À plusieurs reprises, les personnages citent Spinoza, Nietzsche et Newton, évoquent les travaux du compositeur Erik Satie, parlent d’un certain Walther Rathenau… Genius est une œuvre forcément exigeante du fait de son sujet et de son contexte historique, mais sa sensibilité poétique contrebalance judicieusement les moments où il s’agit d’expliquer la relativité ou la vitesse de la lumière. Par exemple, la gravité est symbolisée par le rapprochement entre Einstein et Marie Winteler, amoureusement attirés l’un par l’autre comme deux astres flottant dans l’espace.

Même à travers leur portait historique, les scénaristes de Genius n’oublient pas de faire écho à la vision du travail parfois très androcentrée de notre époque. Einstein est plus ou moins présenté comme sexiste au début de sa vie. Il faut dire que les femmes ne sont pas légion dans le domaine des sciences (très peu de personnages féminins apparaissent d’ailleurs dans les trente premières minutes du pilote). Rapidement, il va se faire remettre les idées en place à Polytechnique par Mileva Maric, seule étudiante à l’avoir battu en maths au concours d’entrée. Une jolie leçon de vie pour le bonhomme, qui mettra au point la théorie de la relativité à ses côtés – et accessoirement, l’épousera.

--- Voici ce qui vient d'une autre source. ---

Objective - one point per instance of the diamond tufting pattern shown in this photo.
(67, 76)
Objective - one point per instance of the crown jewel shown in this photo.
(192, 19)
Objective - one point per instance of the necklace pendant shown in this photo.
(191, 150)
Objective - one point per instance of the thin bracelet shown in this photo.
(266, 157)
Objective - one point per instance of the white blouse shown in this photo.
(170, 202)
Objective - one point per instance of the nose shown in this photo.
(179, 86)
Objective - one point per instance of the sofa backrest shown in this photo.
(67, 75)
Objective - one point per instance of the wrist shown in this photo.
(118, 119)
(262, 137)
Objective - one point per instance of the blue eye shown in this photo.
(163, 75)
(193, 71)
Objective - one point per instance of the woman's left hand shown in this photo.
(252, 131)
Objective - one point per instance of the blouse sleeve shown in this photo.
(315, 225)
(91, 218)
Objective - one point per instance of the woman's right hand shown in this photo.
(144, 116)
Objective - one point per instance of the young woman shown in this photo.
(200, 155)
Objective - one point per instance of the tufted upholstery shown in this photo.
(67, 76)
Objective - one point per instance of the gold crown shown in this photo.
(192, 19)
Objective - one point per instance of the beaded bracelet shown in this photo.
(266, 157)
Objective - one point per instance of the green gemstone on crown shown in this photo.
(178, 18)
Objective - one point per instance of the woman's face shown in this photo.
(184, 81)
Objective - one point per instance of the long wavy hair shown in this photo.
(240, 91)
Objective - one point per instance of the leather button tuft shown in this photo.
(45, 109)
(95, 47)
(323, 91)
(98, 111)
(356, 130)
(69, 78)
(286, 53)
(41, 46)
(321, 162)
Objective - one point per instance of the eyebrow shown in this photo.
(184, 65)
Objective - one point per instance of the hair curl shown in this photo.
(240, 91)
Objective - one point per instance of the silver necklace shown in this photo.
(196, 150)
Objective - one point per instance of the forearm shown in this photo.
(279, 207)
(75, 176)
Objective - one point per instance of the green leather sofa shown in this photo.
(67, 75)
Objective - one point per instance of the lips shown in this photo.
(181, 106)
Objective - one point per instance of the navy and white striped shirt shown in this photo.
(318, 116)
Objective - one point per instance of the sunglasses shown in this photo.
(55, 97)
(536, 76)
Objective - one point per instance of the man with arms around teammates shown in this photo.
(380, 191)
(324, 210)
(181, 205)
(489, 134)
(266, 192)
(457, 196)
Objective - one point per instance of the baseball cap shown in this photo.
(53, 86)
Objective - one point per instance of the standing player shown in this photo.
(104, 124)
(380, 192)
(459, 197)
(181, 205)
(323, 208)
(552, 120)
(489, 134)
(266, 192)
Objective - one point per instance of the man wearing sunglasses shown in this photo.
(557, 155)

Le premier épisode de Genius propose une lecture en deux facettes – méconnues – de la personnalité d’Albert Einstein, loin de la figure populaire qu’il représente à notre époque. Cet épisode pilote est un drame intimiste hyper touchant sur un homme d’une intelligence incommensurable, incapable de régler tous les problèmes du monde malgré un cerveau en ébullition et une vraie sensibilité. De l’autre côté, c’est un thriller fascinant prenant place dans l’Allemagne de l’entre-deux-guerres, en proie à la montée du nazisme et des discriminations raciales. Espérons que les créateurs de Genius n’auront pas joué toutes leurs cartes dans cet épisode mené d’une main de maître du début à la fin.

En France, la saison 1 de Genius est diffusée en US+24 sur National Geographic.